The Environmental Demography Network (EDeN) is a research group dedicated to understanding the complex interactions between humans and their environments.
The human system includes social, economic, political, and behavioral components; the environment is built, biological, geophysical, and chemical; and the interactions include dynamics, processes, and feedbacks. Our EDeN Research Group develop and apply innovative spatial, qualitative, and big data methods to traditional and non-traditional data.
Our mission is to develop solutions—social, economic, institutional, infrastructural, ecological—to help all actors reduce their carbon emissions AND help a diverse range of populations become more resilient to environmental changes.
Pursuing Opportunities for Long-term Arctic Resilience for Infrastructure and Society
This transdisciplinary project serves as a platform to integrate three convergent research pillars—human-environment hotspots, food security, and migration—with education, local community engagement and outreach, international comparison and collaboration, and external evaluation, in order to create resilient Arctic communities in the face of a changing environment.
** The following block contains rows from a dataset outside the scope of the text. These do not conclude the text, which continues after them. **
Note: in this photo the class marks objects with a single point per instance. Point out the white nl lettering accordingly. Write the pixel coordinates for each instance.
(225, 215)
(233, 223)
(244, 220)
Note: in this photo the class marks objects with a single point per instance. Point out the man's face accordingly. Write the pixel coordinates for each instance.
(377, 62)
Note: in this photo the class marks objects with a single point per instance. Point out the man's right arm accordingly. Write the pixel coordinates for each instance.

Building a cyberinfrastructure to integrate and analyze big contextual and social media data and to generalize for social science research
Based on 60+ terabytes tweets, this project evaluates the (mis)representativeness of Twitter data and develops weights to generalize the data, which will create opportunities for social scientists to take advantage of the rich social media data.
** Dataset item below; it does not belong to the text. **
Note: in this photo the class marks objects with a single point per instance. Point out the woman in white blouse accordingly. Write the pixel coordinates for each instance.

Community-driven innovation for infrastructure development in rural Alaska communities
This project aims to understand the importance of bridges for the well-being of remote communities in Alaska and to develop a protocol for other remote communities to work together to identify and apply funds for constructing, monitoring, and maintaining bridges.
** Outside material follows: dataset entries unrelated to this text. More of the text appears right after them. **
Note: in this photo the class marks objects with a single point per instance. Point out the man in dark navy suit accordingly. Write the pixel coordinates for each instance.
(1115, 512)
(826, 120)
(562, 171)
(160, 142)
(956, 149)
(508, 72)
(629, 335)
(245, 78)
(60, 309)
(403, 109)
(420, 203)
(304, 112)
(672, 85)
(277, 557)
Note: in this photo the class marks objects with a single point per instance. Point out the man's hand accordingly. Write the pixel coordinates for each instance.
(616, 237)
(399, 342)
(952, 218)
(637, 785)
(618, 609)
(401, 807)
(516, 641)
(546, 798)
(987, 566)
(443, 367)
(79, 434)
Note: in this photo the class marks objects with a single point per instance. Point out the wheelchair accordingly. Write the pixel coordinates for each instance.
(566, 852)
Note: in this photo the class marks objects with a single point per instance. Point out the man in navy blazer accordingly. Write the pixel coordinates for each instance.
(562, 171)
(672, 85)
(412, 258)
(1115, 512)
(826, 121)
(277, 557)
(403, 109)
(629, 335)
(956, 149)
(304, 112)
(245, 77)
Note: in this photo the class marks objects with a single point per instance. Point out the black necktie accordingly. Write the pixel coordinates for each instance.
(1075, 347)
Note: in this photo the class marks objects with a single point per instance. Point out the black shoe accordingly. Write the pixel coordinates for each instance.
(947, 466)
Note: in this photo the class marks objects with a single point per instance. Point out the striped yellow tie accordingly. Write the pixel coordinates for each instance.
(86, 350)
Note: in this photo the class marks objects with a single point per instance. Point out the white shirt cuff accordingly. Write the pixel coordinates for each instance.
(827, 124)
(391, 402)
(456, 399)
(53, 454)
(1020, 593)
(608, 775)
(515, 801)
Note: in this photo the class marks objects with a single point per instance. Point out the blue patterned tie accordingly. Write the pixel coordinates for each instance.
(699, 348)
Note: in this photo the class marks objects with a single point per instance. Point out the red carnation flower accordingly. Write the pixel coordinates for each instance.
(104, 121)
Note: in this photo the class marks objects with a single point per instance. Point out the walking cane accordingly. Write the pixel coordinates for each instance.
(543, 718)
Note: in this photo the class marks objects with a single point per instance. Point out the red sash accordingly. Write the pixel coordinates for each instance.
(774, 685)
COVID-19 preparedness in remote Alaskan fishing communities facing rapid, massive, seasonal in-migration
In late spring 2020, around 13,000 people were estimated to descend on the Bristol Bay region of Alaska to participate in the world’s most valuable wild salmon fishery. The region’s only hospital has 16 beds and two ventilators to serve a regional population of about 7,000. This project investigates the complexities of a public health crisis in an area economically dependent on a seasonal commercial fishery.